Angelitos Negros
In the film, both parents are Mexicans as white as
a Gitano’s bolero sung by an indigena accompanied by the Moor’s guitar
bleached by this American continent’s celluloid in 1948
when in America the world’s colors were polarized into black & blanco.
In the film, Pedro Infante plays Jose Carlos and sings
Angelitos Negros in a chapel, the film’s title song,
asking the painter of the church’s art to paint a picture with black angels
who look like Jose Carlos’s dark-skinned daughter, a child his wife refuses to accept.
¿Pintor, si pintas con amor, porque desprecias su color
si sabes que en el cielo también los quiere Dios?
Tonight I sing the same song for my morenos absent from these cathedral walls:
O painter, painting with a foreign brush to the rumba of its old bolero.
Listen to our angel’s chorus of inocentes morenos muertos.
We morenos in the barrio create a gumbo quilombo, our little taste of heaven
with matches and propane and coal stones under a pot of cabra y culebras.
We morenos are brown turned black, burnt by fire fired from guardia guns
looking to make us congos for a legisladore’s chanchudos.

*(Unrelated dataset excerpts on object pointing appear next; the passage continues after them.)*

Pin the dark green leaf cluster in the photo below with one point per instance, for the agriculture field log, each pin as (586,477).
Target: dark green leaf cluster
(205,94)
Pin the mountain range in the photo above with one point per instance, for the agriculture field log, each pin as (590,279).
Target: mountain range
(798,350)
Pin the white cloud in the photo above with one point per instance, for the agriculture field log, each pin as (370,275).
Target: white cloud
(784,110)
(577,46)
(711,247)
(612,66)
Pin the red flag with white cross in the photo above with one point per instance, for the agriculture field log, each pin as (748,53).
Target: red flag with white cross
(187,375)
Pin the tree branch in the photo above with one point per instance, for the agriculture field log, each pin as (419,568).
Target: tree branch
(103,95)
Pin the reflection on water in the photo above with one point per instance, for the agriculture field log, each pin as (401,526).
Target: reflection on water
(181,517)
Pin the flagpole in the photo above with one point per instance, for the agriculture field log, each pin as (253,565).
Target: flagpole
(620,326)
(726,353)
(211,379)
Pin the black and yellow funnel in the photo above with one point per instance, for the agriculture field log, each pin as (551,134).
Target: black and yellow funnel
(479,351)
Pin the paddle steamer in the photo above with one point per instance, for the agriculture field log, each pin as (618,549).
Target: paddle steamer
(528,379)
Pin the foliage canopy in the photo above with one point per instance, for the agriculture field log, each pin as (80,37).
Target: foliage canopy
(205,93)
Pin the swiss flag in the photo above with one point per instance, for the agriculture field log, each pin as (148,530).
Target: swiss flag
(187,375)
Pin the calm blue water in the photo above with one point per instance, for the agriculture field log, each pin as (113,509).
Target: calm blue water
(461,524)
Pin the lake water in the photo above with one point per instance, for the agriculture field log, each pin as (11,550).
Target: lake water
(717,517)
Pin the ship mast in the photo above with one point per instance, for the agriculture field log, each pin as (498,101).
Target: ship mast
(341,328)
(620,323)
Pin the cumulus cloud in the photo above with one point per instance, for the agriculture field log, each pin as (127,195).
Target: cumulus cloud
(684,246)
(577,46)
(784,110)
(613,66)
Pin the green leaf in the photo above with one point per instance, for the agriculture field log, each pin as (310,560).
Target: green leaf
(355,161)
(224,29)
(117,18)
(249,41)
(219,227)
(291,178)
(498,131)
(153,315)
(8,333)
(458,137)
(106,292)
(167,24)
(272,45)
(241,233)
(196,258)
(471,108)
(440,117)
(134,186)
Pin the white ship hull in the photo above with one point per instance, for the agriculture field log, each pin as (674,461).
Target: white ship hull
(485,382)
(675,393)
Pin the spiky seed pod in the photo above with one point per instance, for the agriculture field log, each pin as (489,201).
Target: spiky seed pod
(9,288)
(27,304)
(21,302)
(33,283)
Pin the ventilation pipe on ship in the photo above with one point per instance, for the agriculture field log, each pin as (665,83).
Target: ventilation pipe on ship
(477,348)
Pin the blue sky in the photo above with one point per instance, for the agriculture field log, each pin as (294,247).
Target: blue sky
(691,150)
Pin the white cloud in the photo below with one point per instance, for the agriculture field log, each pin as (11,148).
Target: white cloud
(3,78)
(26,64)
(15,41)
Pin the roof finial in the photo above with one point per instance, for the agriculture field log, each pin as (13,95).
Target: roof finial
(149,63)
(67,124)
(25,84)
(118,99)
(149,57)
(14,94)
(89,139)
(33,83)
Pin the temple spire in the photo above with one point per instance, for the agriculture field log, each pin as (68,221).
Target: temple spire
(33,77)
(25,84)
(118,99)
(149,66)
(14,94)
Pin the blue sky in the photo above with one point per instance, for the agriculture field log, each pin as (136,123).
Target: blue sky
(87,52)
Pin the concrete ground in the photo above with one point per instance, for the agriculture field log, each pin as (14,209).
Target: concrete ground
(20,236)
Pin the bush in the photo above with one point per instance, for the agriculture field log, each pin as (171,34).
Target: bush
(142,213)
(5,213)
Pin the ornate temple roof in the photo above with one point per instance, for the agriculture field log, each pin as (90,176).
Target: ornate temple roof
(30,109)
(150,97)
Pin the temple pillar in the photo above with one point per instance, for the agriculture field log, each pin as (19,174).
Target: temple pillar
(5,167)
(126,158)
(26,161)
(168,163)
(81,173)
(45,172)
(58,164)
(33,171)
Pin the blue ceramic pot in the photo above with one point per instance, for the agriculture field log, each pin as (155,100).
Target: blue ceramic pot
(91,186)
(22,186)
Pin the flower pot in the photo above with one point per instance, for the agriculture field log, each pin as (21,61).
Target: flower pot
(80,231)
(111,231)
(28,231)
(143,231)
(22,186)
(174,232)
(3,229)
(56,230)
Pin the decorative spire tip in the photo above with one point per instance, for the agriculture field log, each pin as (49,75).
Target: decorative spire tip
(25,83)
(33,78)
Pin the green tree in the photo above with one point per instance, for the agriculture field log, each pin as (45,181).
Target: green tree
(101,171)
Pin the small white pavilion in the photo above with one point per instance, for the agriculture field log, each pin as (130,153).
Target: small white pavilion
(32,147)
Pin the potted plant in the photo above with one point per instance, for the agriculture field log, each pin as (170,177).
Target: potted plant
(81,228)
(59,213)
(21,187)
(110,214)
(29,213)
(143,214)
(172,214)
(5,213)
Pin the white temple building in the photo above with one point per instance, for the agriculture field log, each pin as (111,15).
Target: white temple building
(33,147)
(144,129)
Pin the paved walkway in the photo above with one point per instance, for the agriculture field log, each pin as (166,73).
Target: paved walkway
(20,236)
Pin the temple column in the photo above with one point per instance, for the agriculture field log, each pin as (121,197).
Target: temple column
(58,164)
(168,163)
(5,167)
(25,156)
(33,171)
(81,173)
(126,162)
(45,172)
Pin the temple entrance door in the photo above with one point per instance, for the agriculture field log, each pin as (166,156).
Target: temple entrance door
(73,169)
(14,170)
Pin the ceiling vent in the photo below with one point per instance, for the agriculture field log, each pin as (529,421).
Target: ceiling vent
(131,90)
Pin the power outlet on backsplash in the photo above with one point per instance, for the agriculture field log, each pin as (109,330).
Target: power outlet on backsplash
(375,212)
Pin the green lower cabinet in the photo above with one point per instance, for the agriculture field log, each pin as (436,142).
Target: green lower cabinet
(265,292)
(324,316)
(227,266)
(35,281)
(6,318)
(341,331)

Listen to los pelaos in the favelas kicking
around the soccer ball de pie a pie de pie a pie de pie a pie cabeza cabeza
gol!
forced out of their homes by a world class stadium they can never afford to get into,
forced into a life in the prison of their streets.
They too deserve to be painted, pintor, in your fresco Adoration scenes.
¿Pintor, si pintas con amor, porque desprecias su color?
Eartha Kitt sings Pintame Angelitos Negros,
the same Andrés Eloy Blanco poem Infante set to song
on thrift store vinyl playing in homemade YouTube clips.
Kitt raises her voice high enough
to swallow morning if it does not give her a sky
with dark-skinned angels in its clouds tonight.
Then dusk falls over the continent built on
shadows, shackles, and shame.
Broken-winged Blackbird three shades of jade, just fly into dark matter in outer space.
Perhaps up there is a better painter, better god for us all to obey.